Raymond L. Konger, Ethel Derr-Yellin, Nurmukambed Ermatov, Lu Ren, Ravi P. Sahu

Research output: Contribution to journalArticle

4 Scopus citations

Abstract

Recent evidence suggests that PPARγ agonists may promote anti-tumor immunity. We show that immunogenic PDV cutaneous squamous cell carcinoma (CSCC) tumors are rejected when injected intradermally at a low cell number (1 × 106) into immune competent syngeneic hosts, but not immune deficient mice.

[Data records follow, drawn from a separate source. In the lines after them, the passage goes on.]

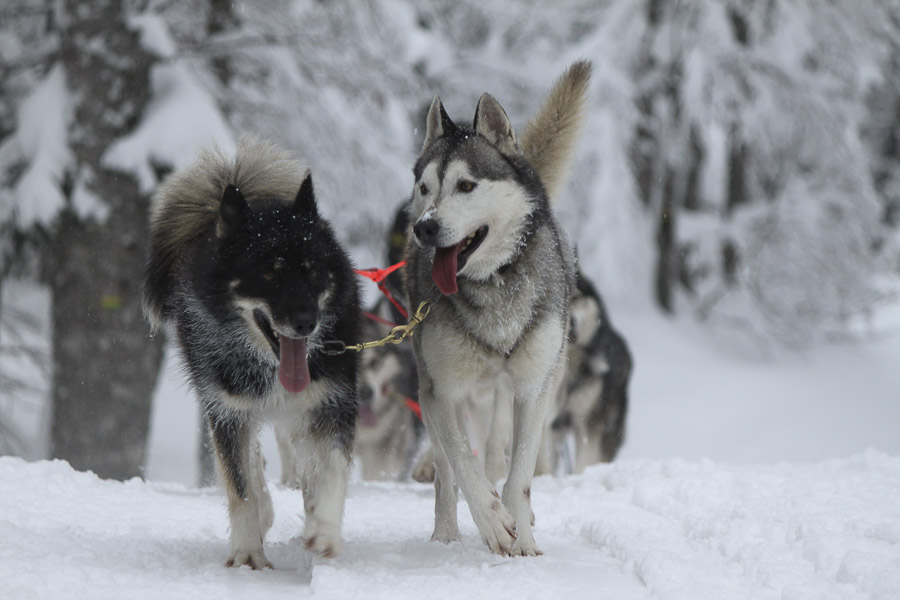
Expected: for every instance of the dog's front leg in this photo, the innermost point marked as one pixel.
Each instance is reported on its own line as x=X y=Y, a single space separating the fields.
x=534 y=393
x=446 y=491
x=249 y=504
x=496 y=525
x=324 y=484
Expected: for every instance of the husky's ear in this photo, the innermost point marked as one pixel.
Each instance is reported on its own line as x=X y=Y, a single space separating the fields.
x=232 y=212
x=305 y=202
x=491 y=122
x=437 y=123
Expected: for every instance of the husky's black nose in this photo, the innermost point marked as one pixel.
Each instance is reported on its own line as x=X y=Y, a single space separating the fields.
x=427 y=231
x=304 y=323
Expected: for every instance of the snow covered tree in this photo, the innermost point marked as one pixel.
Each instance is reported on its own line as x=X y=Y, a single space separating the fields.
x=89 y=226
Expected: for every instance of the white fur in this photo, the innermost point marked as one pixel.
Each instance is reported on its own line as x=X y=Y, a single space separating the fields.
x=501 y=205
x=461 y=367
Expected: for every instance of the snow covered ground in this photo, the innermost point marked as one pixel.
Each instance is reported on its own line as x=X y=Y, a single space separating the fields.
x=742 y=477
x=636 y=529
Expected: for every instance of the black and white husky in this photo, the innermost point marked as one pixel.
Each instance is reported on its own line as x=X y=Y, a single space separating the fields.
x=499 y=271
x=253 y=281
x=599 y=369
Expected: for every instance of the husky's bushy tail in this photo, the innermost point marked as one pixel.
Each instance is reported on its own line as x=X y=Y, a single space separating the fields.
x=550 y=137
x=188 y=203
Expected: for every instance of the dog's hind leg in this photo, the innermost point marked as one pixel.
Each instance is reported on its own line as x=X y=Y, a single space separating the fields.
x=495 y=466
x=249 y=504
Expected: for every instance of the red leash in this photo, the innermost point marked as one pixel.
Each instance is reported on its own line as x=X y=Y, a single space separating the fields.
x=378 y=276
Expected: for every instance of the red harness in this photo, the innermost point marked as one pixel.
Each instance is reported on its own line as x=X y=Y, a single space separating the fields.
x=378 y=276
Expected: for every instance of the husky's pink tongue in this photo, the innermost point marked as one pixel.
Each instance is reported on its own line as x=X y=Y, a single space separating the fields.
x=293 y=372
x=443 y=269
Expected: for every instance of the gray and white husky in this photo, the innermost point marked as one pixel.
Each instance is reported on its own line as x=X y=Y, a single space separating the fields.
x=499 y=271
x=253 y=280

At higher cell numbers (5 × 106 PDV cells), progressively growing tumors were established in 14 of 15 vehicle treated mice while treatment of mice with the PPARγ agonist rosiglitazone resulted in increased tumor rejection (5 of 14 tumors), a significant decrease in PDV tumor size, and a significant decrease in tumor cell Ki67 labeling. Rosiglitazone treatment had no effect on tumor rejection, tumor volume or PDV tumor cell proliferation in immune deficient NOD.CB17-PrkdcSCID/J mice. Rosiglitazone treatment also promoted an increase in tumor infiltrating CD3+ T-cells at both early and late time points. In contrast, rosiglitazone treatment had no significant effect on myeloid cells expressing either CD11b or Gr-1 but suppressed a late accumulation of myeloid cells expressing both CD11b and Gr-1, suggesting a potential role for CD11b+Gr-1+ myeloid cells in the late anti-tumor immune response. Overall, our data provides evidence that the PPARγ agonist rosiglitazone promotes immune-mediated anti-neoplastic activity against tumors derived from this immunogenic CSCC cell line.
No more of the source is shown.